Films heavily inspired by and in the style of Evil Dead aren’t often very good. Aside from the fact that Evil Dead already exists, and then has been riffed on and assumed a most glorious form in Evil Dead II, the movie is singular. Yes, it’s resourceful on a low budget, but it’s also Sam Raimi, who frankly, most filmmakers working in horror aren’t. Which isn’t to say Deathgasm, the New Zealand heavy metal horror-comedy from director Jason Lei Howden attains those heights, but it does have what many of indie horror’s more deadite-aping movies don’t: a ludicrous sensibility and a lot of leather-clad personality. 

Deathgasm isn’t focused on suburban dorks.

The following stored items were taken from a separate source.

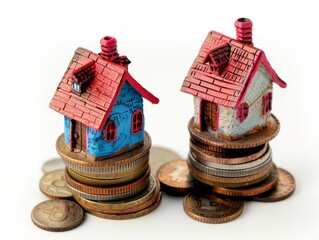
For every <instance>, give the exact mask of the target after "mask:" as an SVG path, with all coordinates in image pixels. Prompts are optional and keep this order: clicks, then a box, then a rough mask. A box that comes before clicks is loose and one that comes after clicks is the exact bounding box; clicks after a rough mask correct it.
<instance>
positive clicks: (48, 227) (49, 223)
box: [31, 199, 85, 232]
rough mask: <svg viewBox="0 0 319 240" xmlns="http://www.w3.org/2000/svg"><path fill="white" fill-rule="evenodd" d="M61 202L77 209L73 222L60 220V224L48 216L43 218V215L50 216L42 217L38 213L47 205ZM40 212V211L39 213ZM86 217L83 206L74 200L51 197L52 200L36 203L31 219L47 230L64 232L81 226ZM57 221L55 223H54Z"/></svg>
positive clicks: (33, 209) (47, 215)
mask: <svg viewBox="0 0 319 240" xmlns="http://www.w3.org/2000/svg"><path fill="white" fill-rule="evenodd" d="M61 202H62V203H63V204H66V205H68V207H70V206H71V207H73V208H75V209H76V211H75V212H76V213H77V215H76V217H75V218H74V219H72V222H67V223H65V222H63V223H61V222H59V223H60V224H56V222H53V221H49V220H48V218H43V216H48V215H43V214H42V215H41V216H42V218H41V217H40V218H39V216H38V215H37V212H39V211H41V210H43V209H44V208H45V207H47V206H52V205H53V206H54V205H55V204H57V203H58V204H61ZM39 214H40V213H39ZM84 218H85V214H84V211H83V209H82V208H81V206H80V205H79V204H77V203H75V202H73V201H70V200H65V199H51V200H47V201H44V202H41V203H39V204H38V205H36V206H35V207H34V208H33V210H32V212H31V220H32V222H33V223H34V224H35V225H36V226H37V227H39V228H41V229H43V230H46V231H51V232H63V231H68V230H71V229H74V228H76V227H77V226H79V225H80V224H81V223H82V222H83V220H84ZM53 223H55V224H53Z"/></svg>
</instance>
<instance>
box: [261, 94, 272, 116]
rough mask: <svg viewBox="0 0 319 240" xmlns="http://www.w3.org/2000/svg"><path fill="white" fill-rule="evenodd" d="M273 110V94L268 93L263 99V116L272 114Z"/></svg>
mask: <svg viewBox="0 0 319 240" xmlns="http://www.w3.org/2000/svg"><path fill="white" fill-rule="evenodd" d="M271 108H272V92H269V93H267V94H266V95H265V96H264V98H263V114H264V115H266V114H268V113H270V111H271Z"/></svg>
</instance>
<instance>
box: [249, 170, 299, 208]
mask: <svg viewBox="0 0 319 240" xmlns="http://www.w3.org/2000/svg"><path fill="white" fill-rule="evenodd" d="M278 173H279V179H278V182H277V185H276V187H275V188H274V189H272V190H270V191H269V192H265V193H263V194H260V195H257V196H254V197H252V199H253V200H255V201H259V202H277V201H281V200H284V199H286V198H288V197H290V196H291V195H292V194H293V192H294V191H295V188H296V183H295V179H294V177H293V175H292V174H291V173H289V172H288V171H286V170H284V169H282V168H278Z"/></svg>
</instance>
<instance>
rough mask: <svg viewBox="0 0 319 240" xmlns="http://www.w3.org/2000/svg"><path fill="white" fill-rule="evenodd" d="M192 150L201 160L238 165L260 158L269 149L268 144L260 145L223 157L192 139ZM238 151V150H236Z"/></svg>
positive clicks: (211, 161) (208, 161)
mask: <svg viewBox="0 0 319 240" xmlns="http://www.w3.org/2000/svg"><path fill="white" fill-rule="evenodd" d="M189 146H190V152H191V153H192V154H193V155H194V156H195V157H196V159H198V161H201V162H211V163H216V164H224V165H227V166H229V167H231V165H238V164H244V163H248V162H252V161H254V160H256V159H258V158H260V157H261V156H262V155H264V153H265V152H266V151H267V150H268V144H264V145H260V146H259V147H257V148H255V149H254V151H246V152H245V154H244V153H243V155H240V154H236V157H235V156H233V157H227V158H226V157H223V156H219V155H218V154H216V153H215V154H214V153H212V152H211V151H209V150H206V149H204V148H201V147H200V146H198V145H197V144H195V143H193V142H192V141H190V143H189ZM234 151H236V150H234Z"/></svg>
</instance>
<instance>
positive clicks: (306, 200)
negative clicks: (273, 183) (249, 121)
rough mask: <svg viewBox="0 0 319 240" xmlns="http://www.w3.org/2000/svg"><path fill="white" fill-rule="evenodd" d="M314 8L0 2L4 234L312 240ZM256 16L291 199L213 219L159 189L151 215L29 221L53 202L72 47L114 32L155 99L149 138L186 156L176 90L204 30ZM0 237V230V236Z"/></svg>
mask: <svg viewBox="0 0 319 240" xmlns="http://www.w3.org/2000/svg"><path fill="white" fill-rule="evenodd" d="M317 10H318V7H317V6H316V5H315V1H313V2H311V1H306V0H304V1H298V2H295V1H270V0H268V1H264V2H262V1H231V0H227V1H214V0H210V1H199V0H198V1H180V2H177V1H175V2H174V1H172V0H171V1H165V0H160V1H156V2H152V1H124V0H122V1H116V0H112V1H108V0H104V1H93V0H91V1H79V0H78V1H71V0H68V1H36V0H28V1H14V0H10V1H9V0H8V1H6V0H5V1H1V3H0V49H1V50H0V71H1V73H0V79H1V80H0V81H1V85H0V93H1V94H0V98H1V99H0V100H1V113H0V114H1V118H0V119H1V120H0V121H1V139H2V141H1V153H2V156H1V160H0V162H1V163H0V167H1V170H0V179H1V182H0V184H1V190H0V194H1V197H0V207H1V216H0V222H1V225H0V226H1V227H0V228H1V235H2V236H6V237H5V238H6V239H71V238H72V239H77V240H80V239H93V238H94V239H114V238H116V239H164V238H166V239H172V238H173V237H174V238H176V239H238V240H239V239H245V240H248V239H301V238H303V239H319V228H318V226H319V217H318V215H319V207H318V206H319V177H318V175H319V174H318V172H319V168H318V166H319V159H318V147H319V146H318V134H319V127H318V111H319V108H318V103H317V101H318V88H319V83H318V82H319V78H318V73H317V71H318V63H319V61H318V56H319V50H318V49H319V47H318V24H319V20H318V11H317ZM240 17H248V18H250V19H252V21H253V24H254V26H253V41H254V45H255V46H256V47H258V48H261V49H263V50H264V51H265V53H266V55H267V58H268V60H269V62H270V63H271V65H272V66H273V68H274V69H275V71H276V72H277V73H278V75H279V76H280V77H281V78H282V79H283V80H285V81H286V82H287V84H288V86H287V88H286V89H281V88H279V87H278V86H277V85H275V87H274V88H275V89H274V101H273V113H274V114H275V115H276V116H277V118H279V120H280V122H281V131H280V133H279V135H278V136H277V137H276V138H275V139H274V140H272V141H271V146H272V149H273V154H274V158H273V161H274V162H275V163H276V164H277V166H279V167H282V168H284V169H286V170H288V171H289V172H291V173H292V174H293V175H294V177H295V179H296V183H297V187H296V191H295V193H294V195H293V196H292V197H290V198H289V199H287V200H285V201H282V202H277V203H268V204H266V203H258V202H249V203H247V204H246V205H245V210H244V212H243V214H242V215H241V216H240V217H239V218H238V219H236V220H235V221H232V222H229V223H225V224H219V225H213V224H204V223H200V222H197V221H195V220H193V219H191V218H189V217H188V216H187V215H186V214H185V213H184V212H183V207H182V205H183V204H182V200H183V199H182V198H176V197H171V196H168V195H164V196H163V200H162V203H161V205H160V206H159V207H158V208H157V209H156V210H155V211H154V212H152V213H150V214H148V215H146V216H144V217H141V218H137V219H132V220H123V221H115V220H105V219H100V218H97V217H94V216H91V215H87V218H86V220H85V222H84V223H83V224H82V225H81V226H79V227H78V228H76V229H74V230H72V231H68V232H63V233H52V232H47V231H43V230H41V229H39V228H37V227H36V226H35V225H33V223H32V222H31V219H30V214H31V211H32V209H33V207H34V206H35V205H36V204H38V203H40V202H42V201H44V200H47V199H48V198H47V197H45V196H44V195H43V194H42V193H41V192H40V190H39V188H38V184H39V179H40V178H41V176H42V171H41V165H42V164H43V163H44V162H45V161H46V160H48V159H51V158H54V157H57V156H58V155H57V153H56V151H55V140H56V138H57V137H58V135H59V134H60V133H62V131H63V117H62V115H60V114H58V113H56V112H55V111H53V110H51V109H50V108H49V107H48V105H49V102H50V100H51V97H52V96H53V94H54V91H55V88H56V86H57V85H58V83H59V81H60V79H61V77H62V75H63V73H64V71H65V70H66V67H67V65H68V63H69V61H70V59H71V57H72V55H73V53H74V50H75V49H76V48H77V47H79V46H82V47H85V48H88V49H90V50H92V51H94V52H100V48H99V40H100V39H101V38H102V37H104V36H106V35H111V36H115V37H116V38H117V40H118V49H119V53H120V54H123V55H127V56H128V57H129V59H130V60H131V61H132V63H131V65H130V73H131V75H132V76H133V77H134V78H135V79H137V80H138V81H139V82H140V83H141V84H142V85H143V86H144V87H145V88H146V89H148V90H149V91H151V92H152V93H154V94H155V95H156V96H157V97H158V98H159V99H160V103H159V104H158V105H152V104H150V103H149V102H147V101H145V117H146V121H147V122H146V130H147V131H148V132H149V133H150V135H151V137H152V140H153V145H157V146H163V147H168V148H170V149H172V150H174V151H176V152H178V153H179V154H180V155H181V156H182V157H183V158H186V155H187V152H188V139H189V135H188V131H187V122H188V120H189V119H190V117H191V116H192V113H193V103H192V97H191V96H190V95H188V94H185V93H182V92H180V87H181V85H182V82H183V80H184V77H185V76H186V74H187V71H188V69H189V67H190V66H191V64H192V62H193V60H194V58H195V56H196V54H197V52H198V50H199V48H200V46H201V44H202V42H203V41H204V39H205V37H206V34H207V33H208V31H210V30H216V31H219V32H221V33H223V34H225V35H228V36H230V37H235V28H234V25H233V24H234V22H235V20H236V19H237V18H240ZM1 238H2V237H1Z"/></svg>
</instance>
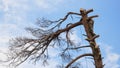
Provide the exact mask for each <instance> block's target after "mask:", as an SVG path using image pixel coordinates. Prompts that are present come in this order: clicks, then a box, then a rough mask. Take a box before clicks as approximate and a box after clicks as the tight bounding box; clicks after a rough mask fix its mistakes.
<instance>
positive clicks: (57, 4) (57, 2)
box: [35, 0, 63, 12]
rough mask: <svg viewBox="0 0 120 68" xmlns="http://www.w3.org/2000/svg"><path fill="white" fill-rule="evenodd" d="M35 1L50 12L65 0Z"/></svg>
mask: <svg viewBox="0 0 120 68" xmlns="http://www.w3.org/2000/svg"><path fill="white" fill-rule="evenodd" d="M35 3H36V5H37V6H38V7H39V8H40V9H43V10H45V11H47V12H49V11H52V10H55V9H57V7H58V6H59V5H61V4H62V3H63V0H35ZM48 10H49V11H48Z"/></svg>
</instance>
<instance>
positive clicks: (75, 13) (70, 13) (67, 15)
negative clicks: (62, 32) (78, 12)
mask: <svg viewBox="0 0 120 68" xmlns="http://www.w3.org/2000/svg"><path fill="white" fill-rule="evenodd" d="M71 14H74V15H79V16H80V15H81V14H79V13H75V12H68V13H67V15H65V17H64V18H61V19H59V20H58V21H54V22H59V23H58V24H57V25H56V26H54V27H52V28H51V29H54V28H55V27H57V26H58V27H59V26H60V24H61V23H62V22H64V21H65V20H66V19H67V18H68V16H69V15H71Z"/></svg>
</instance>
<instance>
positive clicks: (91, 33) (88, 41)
mask: <svg viewBox="0 0 120 68" xmlns="http://www.w3.org/2000/svg"><path fill="white" fill-rule="evenodd" d="M92 11H93V10H92V9H91V11H90V10H89V11H86V10H84V9H81V10H80V12H81V16H82V23H83V26H84V29H85V32H86V34H87V41H88V42H89V44H90V46H91V49H92V53H93V58H94V62H95V68H103V62H102V57H101V52H100V48H99V46H98V45H97V43H96V41H95V39H96V38H97V37H98V35H96V34H95V33H94V31H93V27H91V23H90V22H89V21H88V19H89V17H88V16H87V14H88V13H89V12H92ZM95 17H97V16H95ZM92 18H94V16H93V17H91V18H90V19H92ZM93 24H94V22H93Z"/></svg>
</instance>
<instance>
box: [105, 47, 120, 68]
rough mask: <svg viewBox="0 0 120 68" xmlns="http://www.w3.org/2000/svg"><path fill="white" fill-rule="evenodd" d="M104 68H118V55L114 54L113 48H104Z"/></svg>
mask: <svg viewBox="0 0 120 68" xmlns="http://www.w3.org/2000/svg"><path fill="white" fill-rule="evenodd" d="M105 54H106V55H105V56H106V57H105V58H104V62H105V68H120V64H118V62H119V61H120V54H117V53H115V52H114V48H113V47H111V46H105Z"/></svg>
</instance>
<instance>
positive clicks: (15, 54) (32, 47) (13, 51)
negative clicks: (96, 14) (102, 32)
mask: <svg viewBox="0 0 120 68" xmlns="http://www.w3.org/2000/svg"><path fill="white" fill-rule="evenodd" d="M90 12H93V9H90V10H85V9H80V13H75V12H68V13H67V15H66V16H65V17H64V18H61V19H59V20H57V21H51V20H47V19H45V18H41V19H39V20H38V22H37V24H38V26H39V27H38V28H31V27H28V28H26V30H27V31H29V32H30V33H31V34H32V35H33V36H34V37H32V38H27V37H17V38H15V39H12V40H11V42H10V46H9V50H10V52H9V54H7V55H8V60H7V62H10V65H12V66H18V65H20V64H21V63H23V62H25V61H26V60H27V59H30V60H32V61H34V62H37V61H39V60H42V61H43V63H45V62H47V60H48V58H49V52H48V49H49V47H53V48H55V47H58V49H60V51H61V52H60V53H59V54H60V55H59V56H61V57H62V58H63V59H64V60H66V61H67V62H68V64H66V65H65V66H63V67H65V68H71V67H73V68H79V63H78V65H74V63H75V64H77V62H76V61H77V60H78V59H80V58H82V57H86V56H87V57H91V58H93V60H94V64H95V68H103V63H102V58H101V53H100V48H99V46H98V44H97V43H96V41H95V39H96V38H97V37H99V35H96V34H95V33H94V30H93V26H94V21H93V18H95V17H98V15H94V16H88V14H89V13H90ZM70 15H76V16H79V17H80V18H79V19H80V20H79V21H78V22H75V23H68V24H66V27H64V28H61V25H62V23H63V22H65V21H66V20H67V19H68V17H69V16H70ZM77 26H84V29H85V32H86V35H85V34H84V36H86V37H87V39H86V40H87V41H88V42H89V45H86V46H80V45H75V44H74V42H73V41H72V40H71V37H70V35H69V34H70V33H71V30H72V29H73V28H75V27H77ZM62 33H64V35H65V39H63V38H62V37H61V34H62ZM81 48H90V49H91V50H92V52H91V53H85V54H80V55H79V54H78V56H77V57H76V58H73V54H71V52H75V51H76V52H78V51H79V50H80V49H81Z"/></svg>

Well, it is. But not bland suburban dorks. This isn’t a tale of nerd rage or geek heroics, it’s centered on corpse-painted, thrasher outcasts of a small New Zealand town who literally raise hell, and are as goofy as it in the process. Deathgasm and writer-director Jason Lei Howden know that metal is a multifaceted thing, alternately badass and posing, silly and so fucking evil. Of course the film—with over-the-top practical face rips, and spine rips, and chainsaw rips, and head rips—embraces the sillier side of it all (“Intestinal Bungy Cord” being the great name of an in-movie song), but takes each moment to a most ridiculous place. It’s juvenile and gory, but Howden isn’t interested in stopping where the joke is most obvious. He isn’t satisfied with an elite Satanist complaining about the carpet stains of a decapitation. No, the joke is that the Satanist forces his robed, goat-headed cronies to then put down a tarp and re-perform the dismemberment, going through the motions with a lifeless body. Similarly, an immature and adolescent male preoccupation with dicks isn’t limited to a running gag, but climaxes in a demon fight with dildos.

The dildo-wielding duo at the center of Deathgasm are Brodie (Milto Crawthorne) and Zakk (James Blake). Brodie’s new in town and quickly finds companionship with the only other metalhead, as well as catches the eye of blonde beauty Medina (a knowing and smartly assured performance from Kimberley Crossman). The three leads are a real heart to Deathgasm, their chemistry and comedy rolling naturally, while Crawthorne’s angular face nails the pained outcast who does find solace in heavy music, and Blake easily nailing the posturing of a hopeful badass. Crossman meanwhile brings an empowered, curious personality to Medina. A moment in which she teases and titillates the shy Brodie becomes empowered and entirely hers, rather than extension of teenage dude fantasy.

Their story itself is fairly familiar, if comforting: a sludgy, heavy banger brings about one of Satan’s guard. It’s a tune called the Black Hymn, held on to by their reclusive death metal demigod, which unleashes demons when played. The rest of the film is then spent fending off townspeople who previously judged them and are now their outright attackers. Some lip service is paid to the grief of brutally offing family members (Blake in particular gets a tender moment about his dad), but Deathgasm is rather rip roaring. Remember the dildos? They go straight into the faces of Brodie’s conservative aunt & uncle, after all.

Also fairly familiar are the trajectories of Brodie and Medina, and Brodie and Zakk. There’s flirtation and misunderstanding and reconciliation, as well as brother-like connection and ultimate conflict. Wisely, Howden doesn’t let these last all too long. There’s too many heads to split and axes to shred. Deathgasm is propulsive in its momentum, which leads to a sort of abrupt structure, but also helps to gloss over flaws inherent to low-budget splatter productions.

Deathgasm is a midnight movie through and through. It’s in, it’s out, with frequent bursts of immaturity, ultra-splatter, blood vomit and well-timed one-liners (“you were axing for it”) akin to furious blast beats. It’s neither false metal, nor false horror-comedy.